Ahead of Hearings with Health Insurer CEOs, TAPP Urges Accountability
In anticipation of U.S. House Energy & Commerce and U.S. House Ways & Means Committee hearings with the CEOs of major insurance companies in the United States, the Trade Alliance to Promote Prosperity wrote a letter to urge accountability, clarity, and affordability.
In part, TAPP wrote, “Each year the pattern is the same, and millions of American families feel it firsthand. They pay more for health insurance and get less in return: higher premiums, shrinking provider networks, longer delays for care, confusing coverage rules, and escalating out-of-pocket costs. For many Americans, health insurance no longer provides security—it creates new barriers to care. The Trump Administration has rightly put the insurance middlemen on notice, calling out business practices that enrich insurers and pharmacy benefit managers (PBMs) at the expense of patients. Congress must now follow suit.
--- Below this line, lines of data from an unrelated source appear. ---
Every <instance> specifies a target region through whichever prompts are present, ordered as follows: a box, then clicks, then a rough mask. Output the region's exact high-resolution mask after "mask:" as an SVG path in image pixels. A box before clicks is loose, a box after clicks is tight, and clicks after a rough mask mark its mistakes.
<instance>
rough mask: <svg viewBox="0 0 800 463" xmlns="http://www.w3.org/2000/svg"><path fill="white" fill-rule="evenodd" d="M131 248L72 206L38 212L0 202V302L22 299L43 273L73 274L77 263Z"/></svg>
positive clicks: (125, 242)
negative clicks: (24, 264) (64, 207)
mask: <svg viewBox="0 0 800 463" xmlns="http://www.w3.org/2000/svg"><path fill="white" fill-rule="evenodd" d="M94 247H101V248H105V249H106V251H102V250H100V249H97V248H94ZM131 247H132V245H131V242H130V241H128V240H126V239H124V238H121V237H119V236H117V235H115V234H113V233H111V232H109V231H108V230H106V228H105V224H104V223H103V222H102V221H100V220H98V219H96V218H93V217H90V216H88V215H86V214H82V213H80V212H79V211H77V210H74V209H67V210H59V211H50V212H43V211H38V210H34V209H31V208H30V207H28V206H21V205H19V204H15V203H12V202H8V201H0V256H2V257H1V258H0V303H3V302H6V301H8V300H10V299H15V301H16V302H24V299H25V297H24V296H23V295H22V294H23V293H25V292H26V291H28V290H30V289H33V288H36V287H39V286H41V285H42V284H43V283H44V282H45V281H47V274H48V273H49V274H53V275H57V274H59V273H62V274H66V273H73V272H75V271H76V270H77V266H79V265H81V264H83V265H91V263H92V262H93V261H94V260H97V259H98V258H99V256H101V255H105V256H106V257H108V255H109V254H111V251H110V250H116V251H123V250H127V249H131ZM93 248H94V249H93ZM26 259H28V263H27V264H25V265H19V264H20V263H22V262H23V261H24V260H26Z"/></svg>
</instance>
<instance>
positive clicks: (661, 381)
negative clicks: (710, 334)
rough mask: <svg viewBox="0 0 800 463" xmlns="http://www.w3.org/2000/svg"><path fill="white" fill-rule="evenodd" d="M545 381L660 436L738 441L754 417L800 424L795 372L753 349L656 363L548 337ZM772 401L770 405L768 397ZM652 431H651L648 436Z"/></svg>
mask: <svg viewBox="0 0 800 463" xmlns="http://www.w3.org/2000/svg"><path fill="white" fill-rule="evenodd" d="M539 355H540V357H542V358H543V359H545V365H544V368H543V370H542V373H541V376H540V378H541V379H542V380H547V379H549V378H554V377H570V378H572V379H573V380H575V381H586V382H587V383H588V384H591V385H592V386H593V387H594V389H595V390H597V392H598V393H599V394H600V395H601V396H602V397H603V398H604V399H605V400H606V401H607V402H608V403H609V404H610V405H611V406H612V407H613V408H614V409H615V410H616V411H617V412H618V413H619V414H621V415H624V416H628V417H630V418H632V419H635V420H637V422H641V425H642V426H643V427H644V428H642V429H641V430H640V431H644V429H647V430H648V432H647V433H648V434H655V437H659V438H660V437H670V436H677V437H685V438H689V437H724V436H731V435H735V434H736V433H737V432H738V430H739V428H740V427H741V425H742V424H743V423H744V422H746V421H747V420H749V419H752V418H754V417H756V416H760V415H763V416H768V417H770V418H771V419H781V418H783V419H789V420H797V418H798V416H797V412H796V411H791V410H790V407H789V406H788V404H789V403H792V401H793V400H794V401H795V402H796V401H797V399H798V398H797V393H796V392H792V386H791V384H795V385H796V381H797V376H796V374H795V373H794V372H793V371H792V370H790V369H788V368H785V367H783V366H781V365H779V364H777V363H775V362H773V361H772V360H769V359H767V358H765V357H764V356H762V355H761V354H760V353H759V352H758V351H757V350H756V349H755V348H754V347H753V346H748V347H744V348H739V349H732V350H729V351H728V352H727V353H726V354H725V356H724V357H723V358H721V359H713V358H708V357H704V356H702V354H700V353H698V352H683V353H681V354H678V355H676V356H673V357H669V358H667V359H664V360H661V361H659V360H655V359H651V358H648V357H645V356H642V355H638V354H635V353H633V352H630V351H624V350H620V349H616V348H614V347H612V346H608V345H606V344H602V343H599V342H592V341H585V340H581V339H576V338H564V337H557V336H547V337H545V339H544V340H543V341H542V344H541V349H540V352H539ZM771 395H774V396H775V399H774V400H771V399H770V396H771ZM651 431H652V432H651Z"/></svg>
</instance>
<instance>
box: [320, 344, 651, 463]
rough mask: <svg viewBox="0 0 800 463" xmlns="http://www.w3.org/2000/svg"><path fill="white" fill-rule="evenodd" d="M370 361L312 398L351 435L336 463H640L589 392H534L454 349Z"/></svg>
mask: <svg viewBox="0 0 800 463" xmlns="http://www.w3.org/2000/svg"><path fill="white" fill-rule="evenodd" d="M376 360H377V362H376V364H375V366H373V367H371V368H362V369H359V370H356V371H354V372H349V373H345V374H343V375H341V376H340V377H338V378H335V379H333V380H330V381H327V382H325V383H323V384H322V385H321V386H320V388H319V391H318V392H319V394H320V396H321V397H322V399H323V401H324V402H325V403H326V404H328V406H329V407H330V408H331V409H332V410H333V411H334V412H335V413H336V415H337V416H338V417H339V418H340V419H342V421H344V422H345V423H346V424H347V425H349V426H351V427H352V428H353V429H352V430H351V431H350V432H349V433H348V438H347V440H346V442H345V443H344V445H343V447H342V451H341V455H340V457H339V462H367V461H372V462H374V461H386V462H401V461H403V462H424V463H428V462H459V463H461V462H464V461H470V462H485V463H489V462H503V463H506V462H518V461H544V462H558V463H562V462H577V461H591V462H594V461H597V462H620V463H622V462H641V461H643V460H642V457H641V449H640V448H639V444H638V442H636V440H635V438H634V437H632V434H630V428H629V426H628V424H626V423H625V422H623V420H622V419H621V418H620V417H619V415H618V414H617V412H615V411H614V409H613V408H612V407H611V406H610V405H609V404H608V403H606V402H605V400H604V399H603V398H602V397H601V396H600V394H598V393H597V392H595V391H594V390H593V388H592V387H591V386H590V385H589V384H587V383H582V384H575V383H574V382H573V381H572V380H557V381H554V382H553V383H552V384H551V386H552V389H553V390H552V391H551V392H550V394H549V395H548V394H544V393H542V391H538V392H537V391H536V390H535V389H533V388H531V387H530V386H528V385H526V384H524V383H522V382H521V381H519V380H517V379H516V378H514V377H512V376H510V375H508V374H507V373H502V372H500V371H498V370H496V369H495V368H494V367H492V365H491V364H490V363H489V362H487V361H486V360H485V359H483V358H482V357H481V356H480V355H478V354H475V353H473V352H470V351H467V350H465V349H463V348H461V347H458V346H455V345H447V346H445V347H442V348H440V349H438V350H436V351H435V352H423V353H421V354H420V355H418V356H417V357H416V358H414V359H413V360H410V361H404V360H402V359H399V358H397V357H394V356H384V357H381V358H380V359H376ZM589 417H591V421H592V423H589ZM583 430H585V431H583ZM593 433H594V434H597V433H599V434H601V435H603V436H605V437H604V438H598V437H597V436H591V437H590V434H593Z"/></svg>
If Washington is serious about lowering costs in 2026, meaningful health insurance reform cannot remain optional—it must be a top priority….”
TAPP noted, “Congress has the authority—and the responsibility—to fix this broken system. Real reform must focus on:
Severing the link between middlemen profits and inflated drug list prices;
Requiring full transparency and mandatory pass-through of rebates and discounts to patients;
Enforcing competition policy to unwind harmful consolidation and restore real choice in insurance plans, providers, and pharmacies.”